Entenda os riscos do uso de corante na alimentação




Os corantes podem causar desde simples urticárias, passando por asmas e reações imunológicas, chegando até ao câncer

O emprego de aditivos químicos, como os corantes, é um dos mais polêmicos avanços da indústria de alimentos, já que seu uso em muitos alimentos justifica-se apenas por questões de hábitos alimentares. Em geral, a importância da aparência do produto para sua aceitabilidade é a maior justificativa para o seu emprego.  Isto porque os órgãos dos sentidos do ser humano captam cerca de 87% de suas percepções pela visão, 9% pela audição e os 4% restantes por meio do olfato, do paladar e do tato.

Porém, os corantes podem causar desde simples urticárias, passando por asmas e reações imunológicas, chegando até ao câncer em animais de laboratórios. A legislação brasileira permite o uso de 11 corantes artificiais, descritos abaixo:

Amaranto – Apresenta estudos contraditórios quanto à característica carcinogênica deste corante, sendo, por medida de segurança, proibido nos Estados Unidos desde 1976. No Canadá é permitido, pois sua estrutura química é bastante semelhante a outros corantes considerados não carcinogênicos.

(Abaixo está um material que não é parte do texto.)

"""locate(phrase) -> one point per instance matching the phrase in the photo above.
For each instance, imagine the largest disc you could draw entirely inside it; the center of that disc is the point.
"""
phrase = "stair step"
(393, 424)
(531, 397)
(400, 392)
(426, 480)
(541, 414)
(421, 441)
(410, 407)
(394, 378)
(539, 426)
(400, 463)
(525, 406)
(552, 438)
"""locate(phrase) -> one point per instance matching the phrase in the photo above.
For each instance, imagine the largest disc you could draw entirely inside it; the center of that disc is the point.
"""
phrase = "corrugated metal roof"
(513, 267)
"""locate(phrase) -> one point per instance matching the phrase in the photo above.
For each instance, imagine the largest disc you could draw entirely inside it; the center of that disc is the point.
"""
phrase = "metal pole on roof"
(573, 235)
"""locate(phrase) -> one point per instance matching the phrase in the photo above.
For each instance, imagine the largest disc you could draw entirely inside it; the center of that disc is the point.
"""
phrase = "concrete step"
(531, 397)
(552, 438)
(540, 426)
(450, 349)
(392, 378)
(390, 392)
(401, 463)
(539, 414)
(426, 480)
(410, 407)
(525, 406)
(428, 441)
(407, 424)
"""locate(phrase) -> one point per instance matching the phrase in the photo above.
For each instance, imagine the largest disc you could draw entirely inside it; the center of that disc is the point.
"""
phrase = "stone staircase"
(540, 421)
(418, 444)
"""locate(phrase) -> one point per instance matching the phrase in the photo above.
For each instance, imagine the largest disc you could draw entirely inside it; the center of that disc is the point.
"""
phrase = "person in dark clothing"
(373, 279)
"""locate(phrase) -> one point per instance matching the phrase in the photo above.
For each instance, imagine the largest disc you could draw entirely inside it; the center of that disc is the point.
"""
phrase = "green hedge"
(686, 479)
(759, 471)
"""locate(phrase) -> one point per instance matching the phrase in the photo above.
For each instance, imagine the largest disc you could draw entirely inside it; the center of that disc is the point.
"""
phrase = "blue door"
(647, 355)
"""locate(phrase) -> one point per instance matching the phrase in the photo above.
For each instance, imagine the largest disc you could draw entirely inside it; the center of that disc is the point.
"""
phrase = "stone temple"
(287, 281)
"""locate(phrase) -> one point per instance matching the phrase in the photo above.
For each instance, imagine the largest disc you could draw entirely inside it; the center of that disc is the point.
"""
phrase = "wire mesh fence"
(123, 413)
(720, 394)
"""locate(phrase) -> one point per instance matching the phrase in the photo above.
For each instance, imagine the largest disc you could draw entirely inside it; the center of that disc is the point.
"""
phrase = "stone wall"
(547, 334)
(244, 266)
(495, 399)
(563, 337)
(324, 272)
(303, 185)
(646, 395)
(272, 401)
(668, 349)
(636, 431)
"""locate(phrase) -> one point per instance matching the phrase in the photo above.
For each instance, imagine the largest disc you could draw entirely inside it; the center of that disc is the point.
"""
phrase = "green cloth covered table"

Na Inglaterra seu uso é permitido em caráter provisório, até que se apresentem estudos mais conclusivos. No Japão foi voluntariamente banido pelas indústrias de alimentos, e na União Europeia seu uso é permitido.

Ponceau 4R - Não é permitido nos Estados Unidos, na Inglaterra seu uso é provisório e restrito, nos países da União Europeia e no Japão seu uso é permitido, mas foi voluntariamente banido pelas indústrias japoneses. Isso se deve aos poucos estudos relevantes realizados sobre sua toxicidade.

Vermelho 40 - Países da União Europeia permitem seu uso. Estudos metabólicos mostraram que o vermelho 40 é pouco absorvido pelo organismo e em estudos de mutagenicidade não apresentou potencial carcinogênico, tendo desta forma, seu uso liberado para alimentos no Canadá e Estados Unidos.

Azorrubina - Seu uso é liberado para alimentos nos países da União Europeia, porém é proibido nos Estados Unidos. Mesmo com seu uso liberado, necessita de estudos adicionais sobre o seu metabolismo.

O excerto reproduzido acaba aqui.